冷静に考えることもなく、客観的に考えることもなく、ただ『子供はとにかく大人の言いなりになってればいいんだ』っていうのを狂信的に信じ込んでた大人があの子たちを苦しめた。
その事実を見ないふりなんて、今の僕にはもうできない。『子供はとにかく大人の言いなりになってればいいんだ』っていう考え方を肯定することはできない。
大人だって間違うし失敗するんだ。そんな大人の言うことにただ無条件に従っていればいいなんて、怖すぎる。
しかも、自分の間違いを認めない大人の言いなりになるなんて。
だから僕は、もし、沙奈子が言うことを聞いてくれなかったりした時には、僕の言ったことに何か間違いがあったのか、おかしなところがあったのか、言う通りにするとよくないことが起こる可能性があったのかっていうのを省みたいと思うんだ。

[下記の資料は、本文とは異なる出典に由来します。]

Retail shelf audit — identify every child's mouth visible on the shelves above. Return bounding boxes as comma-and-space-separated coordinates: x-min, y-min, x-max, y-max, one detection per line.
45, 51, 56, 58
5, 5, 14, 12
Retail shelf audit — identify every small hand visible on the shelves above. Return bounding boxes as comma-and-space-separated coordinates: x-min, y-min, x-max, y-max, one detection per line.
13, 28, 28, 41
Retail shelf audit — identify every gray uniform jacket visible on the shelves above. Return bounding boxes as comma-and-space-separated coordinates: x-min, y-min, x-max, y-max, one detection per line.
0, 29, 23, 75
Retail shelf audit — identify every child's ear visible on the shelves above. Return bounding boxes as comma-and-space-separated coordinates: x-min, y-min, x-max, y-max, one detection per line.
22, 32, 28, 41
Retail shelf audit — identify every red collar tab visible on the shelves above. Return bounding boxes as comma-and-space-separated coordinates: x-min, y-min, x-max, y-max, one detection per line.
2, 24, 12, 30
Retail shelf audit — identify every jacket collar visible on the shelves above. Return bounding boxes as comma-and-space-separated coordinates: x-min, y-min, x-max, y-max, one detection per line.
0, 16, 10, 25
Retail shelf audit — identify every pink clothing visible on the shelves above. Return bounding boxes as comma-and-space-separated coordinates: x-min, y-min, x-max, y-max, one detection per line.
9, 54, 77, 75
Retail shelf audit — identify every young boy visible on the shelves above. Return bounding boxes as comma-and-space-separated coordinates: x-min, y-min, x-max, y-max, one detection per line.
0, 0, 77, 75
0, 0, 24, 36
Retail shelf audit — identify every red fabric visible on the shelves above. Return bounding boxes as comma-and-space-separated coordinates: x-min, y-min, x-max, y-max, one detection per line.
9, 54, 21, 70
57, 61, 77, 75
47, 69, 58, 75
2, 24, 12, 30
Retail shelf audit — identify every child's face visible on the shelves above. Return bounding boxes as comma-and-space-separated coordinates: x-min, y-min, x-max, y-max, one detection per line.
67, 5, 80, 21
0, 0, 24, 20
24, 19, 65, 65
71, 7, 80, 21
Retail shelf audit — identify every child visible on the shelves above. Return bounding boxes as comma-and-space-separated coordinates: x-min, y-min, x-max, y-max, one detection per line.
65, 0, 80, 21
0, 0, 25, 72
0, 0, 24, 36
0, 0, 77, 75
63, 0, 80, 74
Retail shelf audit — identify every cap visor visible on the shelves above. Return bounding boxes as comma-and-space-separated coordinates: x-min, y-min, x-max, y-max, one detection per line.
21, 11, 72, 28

『僕は間違えない。失敗しない』なんて思いあがりたくないんだ。
これまで上手くいってたことだって、そうすればこうなるって分かっててやってたわけじゃないし。
世間で常識だと思われてることを敢えて疑うのを、『空気が読めない』とか『何様だ』って批判するのは勝手だけど、前にも言ったとおり、現場を見ないで、そこにいる人を見ないで、好き勝手言ってるだけの人の言葉には耳を傾けることはできないよ。話を聞くだけは聞いても、聞き入れることはできない。
沙奈子に、玲那に、千早ちゃんに、結人くんに対して責任を負ってるのは僕たちなんだ。その事実を認めることもできない人なんて、信じられないよ。
だけどそれは、逆を言えば、他人の家庭の事情とかには迂闊に口を出せないっていう意味でもある。
だから、千早ちゃんのお母さんに、波多野さんのご両親に、田上さんのご両親に、『あなたのやり方は間違ってます!』と強く言えない理由でもある気がする。
僕は、千早ちゃんの、波多野さんの、田上さんの『保護者』じゃないから。責任を負ってるわけじゃないから。
山仁さんが波多野さんのご両親に対して敢えて強く言わないのもそれだと思う。
でもその分、千早ちゃんや波多野さんや田上さんが自分の意志で『癒されたい』と思ってくる場所を、安らげる場所を、守ってあげたいと思ってるんだろうな。そして僕も、それに協力したいと思ってる。
そうすることで救われるのなら、何かが変わるのなら、そういう場所を守るのにも意味があると思うんだ。